Test image from Wide Angle 5MP (2560x1920) security camera at a low angle

Initial Findings⌗

I have 4 types of AprilTags here - I printed a sheet of 30x tags for each type (tag16h5, tag25h9, tag36h11, tagStandard52h13). These are roughly 1.5" square not including the keep out area, so these are smaller than the QR codes I tested earlier. I started with only the first 3 types (which are 4x4, 5x5, and 6x6 pixels active area plus a 1px solid border), which support up to 30, 35, and 998 unique codes respectively. I’d ideally like to use the smallest number of pixels possible for the number of boxes I have. Since I’m likely to expand past 30 and 35 boxes, the tag36h11 seems like the minimum for me, but maybe someday one of you will use my (eventual) software to manage a much larger storage system and the tagStandard52h13 with its 57,714 total tags will required for you. Another approach is to use two different tags (i.e. tag16h5 + tag25h9, which would be 30 * 35 or 1050 possibilities), since two tags side by side might fit better on a box than a single larger tag. Also, especially with the smallest tag16h5, the detector often detects blurred versions of larger tags (hence finding ~35 tags when there are only 30 in the image). Ideally you’d stick to only one type of tag in your entire inventory to simplify this. All of this must be considered when choosing the tag system to use for your storage tracker.

I accidentally printed the tagStandard52h13 incorrectly, so the printer cropped off the right most row of pixels, so 6 of the tags shouldn’t read correctly. It’s stil much harder for that tag type to be detected than the other 3 tag types at the distance I’d like to place my camera.

The Test Code⌗

At this point, I’m taking still images from the cameras and running them through a python script to process them and export a new modified image. I’m running this on Ubuntu, so no guarantees about Windows or macOS. You need to install AprilTags and compile it with all of the python options working (it will let you know if configure can’t find python modules it needs, and thus won’t build the python bindings). You also need the pip module opencv-contrib-python to get the OpenCV python bindings.

import cv2
import numpy as np
from apriltag import apriltag

#Draw function
def display(im, detections, color):
    for detect in detections:
        #Extract points from detection data
        points = detect['lb-rb-rt-lt']
        n = len(points)
        # Draw the four lines making up the points
        for j in range(0,n):
            p1 = tuple([int(cell) for cell in points[j]])
            p2 = tuple([int(cell) for cell in points[(j+1)%n]])
            cv2.line(im, p1, p2, color, 3)
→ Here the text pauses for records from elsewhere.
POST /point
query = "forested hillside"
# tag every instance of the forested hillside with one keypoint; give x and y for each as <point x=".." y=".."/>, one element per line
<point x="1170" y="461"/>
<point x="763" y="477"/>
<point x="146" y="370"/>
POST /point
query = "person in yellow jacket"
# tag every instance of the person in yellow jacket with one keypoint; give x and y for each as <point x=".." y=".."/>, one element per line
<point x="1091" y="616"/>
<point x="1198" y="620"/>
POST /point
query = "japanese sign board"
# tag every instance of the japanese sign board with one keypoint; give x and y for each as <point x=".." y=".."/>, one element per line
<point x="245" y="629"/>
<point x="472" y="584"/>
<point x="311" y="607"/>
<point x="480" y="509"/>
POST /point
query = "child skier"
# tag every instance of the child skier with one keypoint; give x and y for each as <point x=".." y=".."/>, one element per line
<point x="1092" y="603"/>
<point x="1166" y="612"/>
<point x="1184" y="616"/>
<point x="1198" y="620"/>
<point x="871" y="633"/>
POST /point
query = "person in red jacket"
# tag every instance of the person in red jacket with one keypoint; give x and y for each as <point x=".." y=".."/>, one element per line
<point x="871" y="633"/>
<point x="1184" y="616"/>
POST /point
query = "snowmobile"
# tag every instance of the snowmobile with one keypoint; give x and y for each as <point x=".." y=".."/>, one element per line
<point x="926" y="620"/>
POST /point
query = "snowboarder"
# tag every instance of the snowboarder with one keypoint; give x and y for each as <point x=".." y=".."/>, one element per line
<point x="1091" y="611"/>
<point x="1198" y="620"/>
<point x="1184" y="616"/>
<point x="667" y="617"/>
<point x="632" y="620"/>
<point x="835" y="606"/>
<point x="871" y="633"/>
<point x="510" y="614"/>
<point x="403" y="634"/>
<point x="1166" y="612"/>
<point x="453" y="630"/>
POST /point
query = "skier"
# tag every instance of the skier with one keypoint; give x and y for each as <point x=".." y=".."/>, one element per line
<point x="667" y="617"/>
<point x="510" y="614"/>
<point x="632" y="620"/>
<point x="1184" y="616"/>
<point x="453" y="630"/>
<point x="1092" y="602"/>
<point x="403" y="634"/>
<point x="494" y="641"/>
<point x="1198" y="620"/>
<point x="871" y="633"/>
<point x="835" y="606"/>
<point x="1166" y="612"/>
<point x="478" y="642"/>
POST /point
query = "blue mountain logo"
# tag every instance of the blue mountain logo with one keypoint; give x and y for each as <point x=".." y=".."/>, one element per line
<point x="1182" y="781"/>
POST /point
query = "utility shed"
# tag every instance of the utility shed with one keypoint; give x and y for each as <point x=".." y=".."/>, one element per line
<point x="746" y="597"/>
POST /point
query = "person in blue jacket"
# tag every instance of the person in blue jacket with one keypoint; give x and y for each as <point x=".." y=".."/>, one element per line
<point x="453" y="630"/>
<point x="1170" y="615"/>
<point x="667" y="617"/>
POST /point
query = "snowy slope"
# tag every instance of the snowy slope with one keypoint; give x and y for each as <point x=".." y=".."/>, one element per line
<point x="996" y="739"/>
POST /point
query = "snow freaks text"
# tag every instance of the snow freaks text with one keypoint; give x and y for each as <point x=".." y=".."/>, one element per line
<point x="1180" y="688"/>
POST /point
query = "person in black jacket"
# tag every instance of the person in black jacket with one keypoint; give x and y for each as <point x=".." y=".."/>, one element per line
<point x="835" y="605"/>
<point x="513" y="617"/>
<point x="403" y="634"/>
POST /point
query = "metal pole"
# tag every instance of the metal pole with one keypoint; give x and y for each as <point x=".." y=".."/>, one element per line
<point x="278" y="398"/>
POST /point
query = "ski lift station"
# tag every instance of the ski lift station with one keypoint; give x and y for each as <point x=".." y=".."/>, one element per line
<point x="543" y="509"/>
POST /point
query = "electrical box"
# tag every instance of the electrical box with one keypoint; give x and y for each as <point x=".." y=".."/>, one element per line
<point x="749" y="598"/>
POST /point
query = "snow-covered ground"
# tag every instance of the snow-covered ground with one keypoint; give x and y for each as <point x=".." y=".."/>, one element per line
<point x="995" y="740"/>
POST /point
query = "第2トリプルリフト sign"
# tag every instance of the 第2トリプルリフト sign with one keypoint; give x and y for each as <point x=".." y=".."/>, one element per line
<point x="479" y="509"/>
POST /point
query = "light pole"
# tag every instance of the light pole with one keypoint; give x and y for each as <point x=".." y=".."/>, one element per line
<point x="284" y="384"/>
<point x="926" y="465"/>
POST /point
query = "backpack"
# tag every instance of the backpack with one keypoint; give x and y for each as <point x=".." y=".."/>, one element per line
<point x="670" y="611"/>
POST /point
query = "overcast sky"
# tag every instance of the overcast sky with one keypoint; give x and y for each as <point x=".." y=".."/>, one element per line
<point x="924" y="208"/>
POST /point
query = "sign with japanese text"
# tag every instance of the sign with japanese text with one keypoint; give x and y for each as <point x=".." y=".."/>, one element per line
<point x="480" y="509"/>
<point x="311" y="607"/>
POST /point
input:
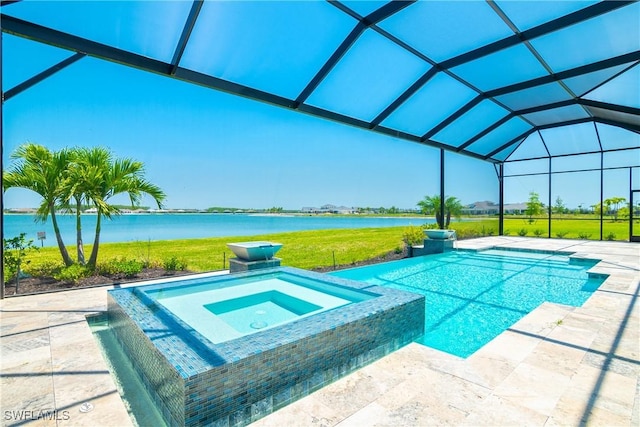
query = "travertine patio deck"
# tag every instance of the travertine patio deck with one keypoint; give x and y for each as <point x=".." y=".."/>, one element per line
<point x="558" y="366"/>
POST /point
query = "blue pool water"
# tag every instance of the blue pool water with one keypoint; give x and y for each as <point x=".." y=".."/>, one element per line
<point x="226" y="308"/>
<point x="472" y="297"/>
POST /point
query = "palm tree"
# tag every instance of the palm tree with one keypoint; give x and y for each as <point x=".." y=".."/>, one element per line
<point x="43" y="172"/>
<point x="108" y="177"/>
<point x="431" y="205"/>
<point x="85" y="174"/>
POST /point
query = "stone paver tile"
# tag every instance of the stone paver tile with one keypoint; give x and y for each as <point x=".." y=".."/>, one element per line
<point x="611" y="363"/>
<point x="104" y="410"/>
<point x="497" y="411"/>
<point x="561" y="358"/>
<point x="28" y="390"/>
<point x="509" y="345"/>
<point x="354" y="391"/>
<point x="603" y="387"/>
<point x="306" y="412"/>
<point x="411" y="413"/>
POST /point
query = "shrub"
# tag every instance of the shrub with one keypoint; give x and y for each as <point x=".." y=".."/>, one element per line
<point x="73" y="274"/>
<point x="14" y="252"/>
<point x="174" y="264"/>
<point x="47" y="268"/>
<point x="124" y="266"/>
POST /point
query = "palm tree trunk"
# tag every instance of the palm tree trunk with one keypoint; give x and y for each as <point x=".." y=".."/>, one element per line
<point x="79" y="244"/>
<point x="93" y="259"/>
<point x="63" y="250"/>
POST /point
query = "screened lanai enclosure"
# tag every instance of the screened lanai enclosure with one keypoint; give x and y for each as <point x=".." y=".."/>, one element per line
<point x="544" y="93"/>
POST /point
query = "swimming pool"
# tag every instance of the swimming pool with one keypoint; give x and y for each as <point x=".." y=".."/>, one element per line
<point x="232" y="307"/>
<point x="322" y="328"/>
<point x="472" y="297"/>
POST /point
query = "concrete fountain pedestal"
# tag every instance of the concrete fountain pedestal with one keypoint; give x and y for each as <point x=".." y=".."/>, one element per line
<point x="253" y="256"/>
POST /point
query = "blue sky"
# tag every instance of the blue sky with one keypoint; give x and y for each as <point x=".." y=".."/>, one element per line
<point x="207" y="148"/>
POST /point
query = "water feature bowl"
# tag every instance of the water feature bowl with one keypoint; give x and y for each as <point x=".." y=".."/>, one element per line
<point x="254" y="251"/>
<point x="439" y="234"/>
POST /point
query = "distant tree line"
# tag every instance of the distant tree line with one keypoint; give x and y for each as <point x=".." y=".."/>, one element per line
<point x="74" y="179"/>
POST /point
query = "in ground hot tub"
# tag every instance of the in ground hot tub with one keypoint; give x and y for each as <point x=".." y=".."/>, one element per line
<point x="231" y="349"/>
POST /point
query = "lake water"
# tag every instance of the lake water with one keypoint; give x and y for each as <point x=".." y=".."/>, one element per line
<point x="143" y="227"/>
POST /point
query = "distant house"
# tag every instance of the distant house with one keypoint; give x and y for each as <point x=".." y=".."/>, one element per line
<point x="490" y="208"/>
<point x="21" y="210"/>
<point x="515" y="208"/>
<point x="482" y="208"/>
<point x="324" y="209"/>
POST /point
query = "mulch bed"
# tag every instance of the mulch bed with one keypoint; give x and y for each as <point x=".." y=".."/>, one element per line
<point x="31" y="285"/>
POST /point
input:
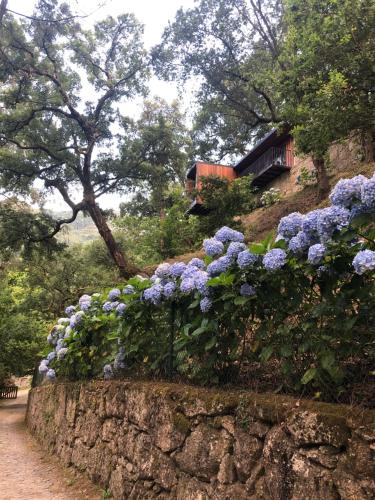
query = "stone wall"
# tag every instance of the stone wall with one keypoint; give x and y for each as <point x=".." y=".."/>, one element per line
<point x="167" y="441"/>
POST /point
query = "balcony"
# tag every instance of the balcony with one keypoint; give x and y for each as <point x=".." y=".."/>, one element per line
<point x="269" y="165"/>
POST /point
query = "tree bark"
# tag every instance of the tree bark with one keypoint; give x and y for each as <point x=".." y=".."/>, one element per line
<point x="125" y="269"/>
<point x="322" y="177"/>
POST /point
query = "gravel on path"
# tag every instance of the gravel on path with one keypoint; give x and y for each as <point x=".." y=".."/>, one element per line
<point x="29" y="473"/>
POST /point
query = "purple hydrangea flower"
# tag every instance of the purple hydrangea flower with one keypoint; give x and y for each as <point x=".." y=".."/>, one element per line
<point x="169" y="289"/>
<point x="51" y="374"/>
<point x="153" y="294"/>
<point x="221" y="265"/>
<point x="290" y="225"/>
<point x="187" y="285"/>
<point x="234" y="248"/>
<point x="62" y="352"/>
<point x="364" y="261"/>
<point x="316" y="253"/>
<point x="246" y="259"/>
<point x="177" y="269"/>
<point x="226" y="234"/>
<point x="120" y="309"/>
<point x="197" y="263"/>
<point x="299" y="243"/>
<point x="205" y="304"/>
<point x="162" y="271"/>
<point x="213" y="247"/>
<point x="368" y="193"/>
<point x="347" y="191"/>
<point x="332" y="219"/>
<point x="114" y="294"/>
<point x="51" y="355"/>
<point x="128" y="290"/>
<point x="107" y="372"/>
<point x="43" y="367"/>
<point x="247" y="290"/>
<point x="274" y="259"/>
<point x="70" y="310"/>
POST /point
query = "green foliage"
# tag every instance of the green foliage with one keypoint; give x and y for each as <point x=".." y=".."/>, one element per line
<point x="224" y="199"/>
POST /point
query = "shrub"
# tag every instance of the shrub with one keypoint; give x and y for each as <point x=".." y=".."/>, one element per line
<point x="304" y="300"/>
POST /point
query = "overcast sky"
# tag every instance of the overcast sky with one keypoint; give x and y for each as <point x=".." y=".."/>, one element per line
<point x="154" y="15"/>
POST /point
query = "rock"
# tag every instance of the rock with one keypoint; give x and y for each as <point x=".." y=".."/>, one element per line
<point x="311" y="428"/>
<point x="203" y="451"/>
<point x="246" y="454"/>
<point x="227" y="471"/>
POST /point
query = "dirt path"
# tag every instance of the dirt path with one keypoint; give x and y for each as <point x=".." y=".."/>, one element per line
<point x="29" y="473"/>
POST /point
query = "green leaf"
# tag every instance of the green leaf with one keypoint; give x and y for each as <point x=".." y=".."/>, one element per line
<point x="308" y="376"/>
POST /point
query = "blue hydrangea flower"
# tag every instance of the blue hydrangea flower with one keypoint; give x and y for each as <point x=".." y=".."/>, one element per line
<point x="246" y="259"/>
<point x="68" y="332"/>
<point x="169" y="289"/>
<point x="274" y="259"/>
<point x="153" y="294"/>
<point x="299" y="243"/>
<point x="234" y="248"/>
<point x="162" y="271"/>
<point x="200" y="281"/>
<point x="187" y="285"/>
<point x="177" y="269"/>
<point x="51" y="355"/>
<point x="114" y="294"/>
<point x="226" y="234"/>
<point x="43" y="367"/>
<point x="197" y="263"/>
<point x="61" y="353"/>
<point x="332" y="219"/>
<point x="63" y="321"/>
<point x="120" y="309"/>
<point x="364" y="261"/>
<point x="247" y="290"/>
<point x="70" y="310"/>
<point x="205" y="304"/>
<point x="128" y="290"/>
<point x="51" y="375"/>
<point x="290" y="225"/>
<point x="213" y="247"/>
<point x="316" y="253"/>
<point x="347" y="191"/>
<point x="84" y="298"/>
<point x="368" y="193"/>
<point x="221" y="265"/>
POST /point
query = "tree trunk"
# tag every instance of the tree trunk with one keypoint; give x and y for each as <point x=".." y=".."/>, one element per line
<point x="322" y="177"/>
<point x="125" y="269"/>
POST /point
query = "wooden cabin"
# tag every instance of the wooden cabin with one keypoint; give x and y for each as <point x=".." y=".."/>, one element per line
<point x="270" y="157"/>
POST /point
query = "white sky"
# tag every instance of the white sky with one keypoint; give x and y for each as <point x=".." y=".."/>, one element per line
<point x="154" y="15"/>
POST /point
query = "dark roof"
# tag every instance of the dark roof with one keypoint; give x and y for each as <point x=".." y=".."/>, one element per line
<point x="273" y="138"/>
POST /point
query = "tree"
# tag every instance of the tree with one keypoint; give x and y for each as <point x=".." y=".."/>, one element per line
<point x="159" y="143"/>
<point x="233" y="48"/>
<point x="328" y="77"/>
<point x="50" y="132"/>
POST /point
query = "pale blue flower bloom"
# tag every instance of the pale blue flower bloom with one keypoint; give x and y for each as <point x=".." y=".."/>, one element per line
<point x="316" y="254"/>
<point x="205" y="304"/>
<point x="274" y="259"/>
<point x="226" y="234"/>
<point x="114" y="294"/>
<point x="364" y="261"/>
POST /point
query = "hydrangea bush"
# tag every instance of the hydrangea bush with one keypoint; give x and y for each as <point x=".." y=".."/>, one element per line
<point x="303" y="299"/>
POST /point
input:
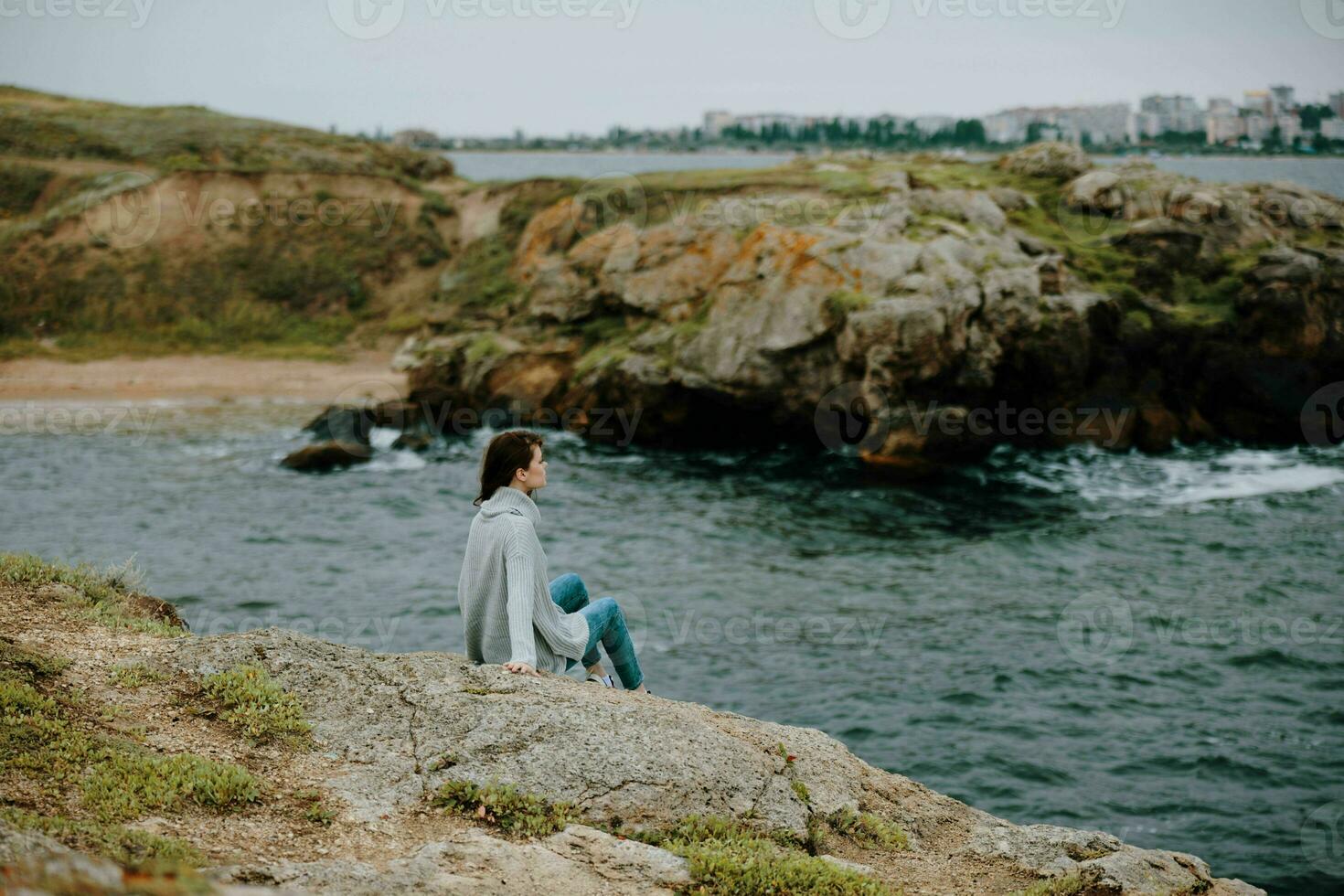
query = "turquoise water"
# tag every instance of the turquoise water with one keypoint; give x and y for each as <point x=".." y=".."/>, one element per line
<point x="1147" y="645"/>
<point x="1326" y="175"/>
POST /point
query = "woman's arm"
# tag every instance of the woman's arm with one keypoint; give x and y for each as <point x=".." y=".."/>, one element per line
<point x="520" y="572"/>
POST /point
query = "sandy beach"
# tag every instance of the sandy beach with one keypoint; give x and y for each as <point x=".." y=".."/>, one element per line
<point x="200" y="378"/>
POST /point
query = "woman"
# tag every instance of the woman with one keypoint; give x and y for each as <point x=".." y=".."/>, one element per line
<point x="511" y="613"/>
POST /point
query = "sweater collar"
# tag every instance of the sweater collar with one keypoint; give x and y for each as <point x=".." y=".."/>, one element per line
<point x="509" y="500"/>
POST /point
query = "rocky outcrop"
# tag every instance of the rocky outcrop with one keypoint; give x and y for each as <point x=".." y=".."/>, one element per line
<point x="383" y="732"/>
<point x="1051" y="160"/>
<point x="1131" y="308"/>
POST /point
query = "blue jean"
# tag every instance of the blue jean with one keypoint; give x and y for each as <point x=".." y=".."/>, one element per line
<point x="606" y="624"/>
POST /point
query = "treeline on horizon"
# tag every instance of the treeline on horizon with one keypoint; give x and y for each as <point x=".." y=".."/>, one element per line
<point x="884" y="133"/>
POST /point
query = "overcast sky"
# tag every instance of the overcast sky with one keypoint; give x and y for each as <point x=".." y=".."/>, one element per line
<point x="558" y="66"/>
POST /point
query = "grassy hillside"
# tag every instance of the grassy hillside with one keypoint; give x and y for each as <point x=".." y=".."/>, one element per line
<point x="190" y="137"/>
<point x="151" y="229"/>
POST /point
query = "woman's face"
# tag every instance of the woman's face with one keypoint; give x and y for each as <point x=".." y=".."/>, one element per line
<point x="534" y="477"/>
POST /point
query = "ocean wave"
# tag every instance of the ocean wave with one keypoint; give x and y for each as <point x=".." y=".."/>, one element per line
<point x="1146" y="484"/>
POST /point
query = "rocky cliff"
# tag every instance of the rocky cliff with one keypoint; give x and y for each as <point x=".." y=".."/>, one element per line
<point x="934" y="306"/>
<point x="139" y="758"/>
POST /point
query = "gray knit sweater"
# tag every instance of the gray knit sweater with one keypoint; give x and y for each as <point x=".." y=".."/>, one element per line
<point x="506" y="594"/>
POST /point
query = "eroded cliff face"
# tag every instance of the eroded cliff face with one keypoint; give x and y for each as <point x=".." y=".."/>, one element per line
<point x="949" y="306"/>
<point x="346" y="801"/>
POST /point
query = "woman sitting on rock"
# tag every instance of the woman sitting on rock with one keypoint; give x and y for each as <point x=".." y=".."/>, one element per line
<point x="512" y="615"/>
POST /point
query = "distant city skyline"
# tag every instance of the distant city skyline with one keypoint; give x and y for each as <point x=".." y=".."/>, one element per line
<point x="654" y="63"/>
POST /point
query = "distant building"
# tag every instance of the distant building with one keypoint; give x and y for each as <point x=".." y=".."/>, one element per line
<point x="929" y="125"/>
<point x="1160" y="114"/>
<point x="715" y="123"/>
<point x="1098" y="123"/>
<point x="1258" y="101"/>
<point x="1221" y="129"/>
<point x="1289" y="126"/>
<point x="415" y="137"/>
<point x="1284" y="100"/>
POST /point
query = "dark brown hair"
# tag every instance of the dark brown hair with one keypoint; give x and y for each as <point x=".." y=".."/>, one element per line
<point x="506" y="454"/>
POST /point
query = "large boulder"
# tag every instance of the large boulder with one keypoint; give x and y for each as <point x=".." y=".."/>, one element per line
<point x="398" y="726"/>
<point x="1052" y="160"/>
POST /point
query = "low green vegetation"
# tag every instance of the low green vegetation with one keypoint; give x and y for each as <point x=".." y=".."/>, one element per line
<point x="867" y="829"/>
<point x="315" y="807"/>
<point x="483" y="347"/>
<point x="20" y="186"/>
<point x="134" y="849"/>
<point x="45" y="741"/>
<point x="256" y="706"/>
<point x="843" y="303"/>
<point x="101" y="595"/>
<point x="480" y="277"/>
<point x="191" y="139"/>
<point x="729" y="858"/>
<point x="1140" y="318"/>
<point x="506" y="807"/>
<point x="134" y="676"/>
<point x="1054" y="887"/>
#Read in the file as both color (for display) and grayscale (for analysis)
fname = "tags.jpg"
imagecolor = cv2.imread(fname)
image = cv2.imread(fname,cv2.IMREAD_GRAYSCALE)

#Create a detector for each tag type
detector1 = apriltag("tag16h5")
detector2 = apriltag("tag25h9")
detector3 = apriltag("tag36h11")
detector4 = apriltag("tagStandard52h13")

#Run each detector on the grayscale image - comment out the ones you don't expect
detections1 = detector1.detect(image)
detections2 = detector2.detect(image)
detections3 = detector3.detect(image)
detections4 = detector4.detect(image)

#Print the total number of detections - only expect 24 of 52h13 since that one got messed up by the printer
print("Total ",len(detections1)," detections tag16h5 (expect 30)")
print("Total ",len(detections2)," detections tag25h9 (expect 30)")
print("Total ",len(detections3)," detections tag36h11 (expect 30)")
print("Total ",len(detections4)," detections tagStandard52h13 (expect 30, or 24)")

#Add overlays for each of the detection lists in a different color
display(imagecolor,detections1,(255,0,0))
display(imagecolor,detections2,(0,255,0))
display(imagecolor,detections3,(0,0,255))
display(imagecolor,detections4,(255,0,128))

#Write the output file back 
cv2.imwrite("output.jpg",imagecolor)

My goal going foward is to make blog post updates like this instead of massive project pages, since I have a lot of projects that I work on a lot of and keeping this documentation thorough and clearly written helps me keep track of everything I tried.